5 March 2025

The Geography of American Power

Michael Pezzullo

The United States is a secure power. Situated in a hemispheric citadel, and protected by wide oceans, the U.S. could comfortably withdraw from being the arbiter of the geopolitical fate of Eurasia and still enjoy a significant margin of security. Such a U.S. could still project power around the globe. However, it would do so selectively, in the pursuit of narrowly defined interests and objectives. It would need few, if any, allies. It would remain a powerful global economic actor—fuelled by a massive domestic market, deep private wealth, leading edge innovation, and high population growth.

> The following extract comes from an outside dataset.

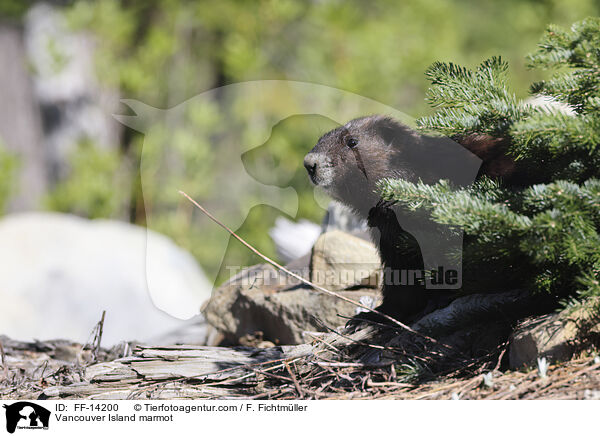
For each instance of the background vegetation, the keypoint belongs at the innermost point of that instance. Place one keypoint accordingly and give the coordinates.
(163, 52)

A locationally withdrawn U.S. would have to be willing to accept the risk of the likely emergence of a hegemonic power in Eurasia. Such a hegemon would be able to establish strategic and military dominion over the population, resources, markets, infrastructure, and polities of Eurasia – from Vladivostok in Pacific Russia to Lisbon in Portugal, and from Nordkapp in Norway to Cape Town in South Africa. It could do so by way of intimidation, coercion, and leverage, where this was necessary. However, such sharp strategies would not be necessarily needed in significant measure. Many nations of Eurasia would probably resign themselves to a new strategic reality, as they came to accept, over time, the reality of economic and military overlordship.

Such a hegemon would become the leading global power. The goal of ‘making America great again’ would ring hollow in a world where a Eurasian hegemon dominated the heartland of the world, and where it could almost always deliver a ‘better deal’ to nations under its dominion—whether or not they were pleased with the terms of the deal.